Tuesday, December 21, 2021

UNDER COVID, PT. 38: BACK BY ZERO DEMAND

I'm trying to find a way to blame this on Alec Baldwin.
While it's always nice to have something to write about, I really didn't want the topic to be COVID-19 or any of its variants. Again. And yet here New York finds itself in the middle of a spike that rivals -- and at times surpasses --what we experienced at the height of the pandemic a year and a half ago. 

Was I wrong in thinking that the worst was behind us? That we'd have some ups and downs, but that by and large we were ready to live something resembling a normal life? That maybe there'd come a day when the first thing that came to mind when hearing the "corona" was a cheap beer that the gringos treat like Champagne?

Good to see the world through steamed-up
glasses again, too.
Yes, yes, and very yes. If we're not back to where started, we're not that far from the starting line, either. Thanks to omicron -- which, a month ago, I could've sworn was an online investment site -- I'm once again wearing a mask outdoors, keeping six feet away from people on checkout lines, and tossing out any travel plans I might have had for the next six months. Ah, it's good to be back to normal!

Aw, Hades no!
After a few months of Broadway coming back to life, all the big shows have closed for several performances, while others are shutting down until after Christmas, and at least one is closing permanently. There's almost no point in reserving tickets for any play you're interested in seeing; chances are by the time you get there, there'll be a "FORGET IT, BUB" sign in the window. 

Al was there first, Patti.

But if you had tickets to see the revival of Steven Sondheim's Company last Thursday, you actually got to see the show... for the first ten minutes, anyway. Then Patti Lupone sauntered on stage (presumably as only Patti Lupone can) and informed the audience the rest of the performance was cancelled. Not due to COVID but a cast member suffering from food poisoning. Or so she claimed. Then she sang and told a few jokes before sending everybody home. 

Talk on the street, however, is that COVID was indeed the culprit, so she was likely trying to keep the audience calm. To me, it sounded like Al Jolson's stunt of stopping the play in the middle of the final act and asking the audience, Do you want to see the rest of the show, or hear me sing? Can't you just hear the Company audience yell, Sing, Patti, sing!

Tourists hoping to see some high-kicking at Radio City have been left disappointed, since the Rockettes' Christmas Spectacular is cancelled. Care to take in some local sports instead? Here's hoping you can extend your stay, since games have been delayed. But cheer up! Bill de Blasio insists the New Year's Eve Times Square ball-drop is still on, although you know our idiot mayor will be a safe distance from the celebrants. 

City sidewalks, busy sidewalks, dressed in holiday style...
Locals haven't got time to do anything fun anyway, since they're waiting hours on line for COVID tests. This would have been one of those times that New Yorkers would have been grateful for a little global warming to make things more comfortable while waiting for a stranger to get nasally intimate with them under a 4x4 pop-up tent. 

But after a brief warm spell, things are back to normal, and the locals are sipping overpriced Starbucks lattes in their overpriced Agnes B. gloves all morning so they can get a rapid test, which has a 40% chance of giving a false negative result. But for free!

I've done background work only seven or eight times since April, yet in doing so I probably got at least 15 rapid tests. That means there's a fair chance I had COVID and nobody knew.

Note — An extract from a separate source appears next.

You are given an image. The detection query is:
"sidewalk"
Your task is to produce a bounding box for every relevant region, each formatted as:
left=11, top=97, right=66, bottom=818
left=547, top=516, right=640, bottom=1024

But unlike your average joe, I got paid for each test (on top of my regular salary), so it was definitely worth the risk.

What comedy looks like.
Over the weekend, Saturday Night Live was thrown into a tizzy when four of the cast members tested positive, while three others had been exposed to the virus.

By airtime, the musical guest was cut, along with almost the entire cast, in-house band, crew, and the entire audience. The three new sketches were filmed earlier in the week, while the rest of the bits were from SNL episodes of Christmas past. And get this -- the entire show was taped that afternoon.

Why must the show go on when there's no show to begin with? Just have Patti Lupone warble "Ladies Who Lunch" and call it a day. There are plenty of New Yorkers who would find that worth getting sick for.

Not me. But during the 1918 flu pandemic, I'd have been one of the fanatics yelling Sing, Al, sing! from the balcony of the Winter GardenSome things are worth facing death for.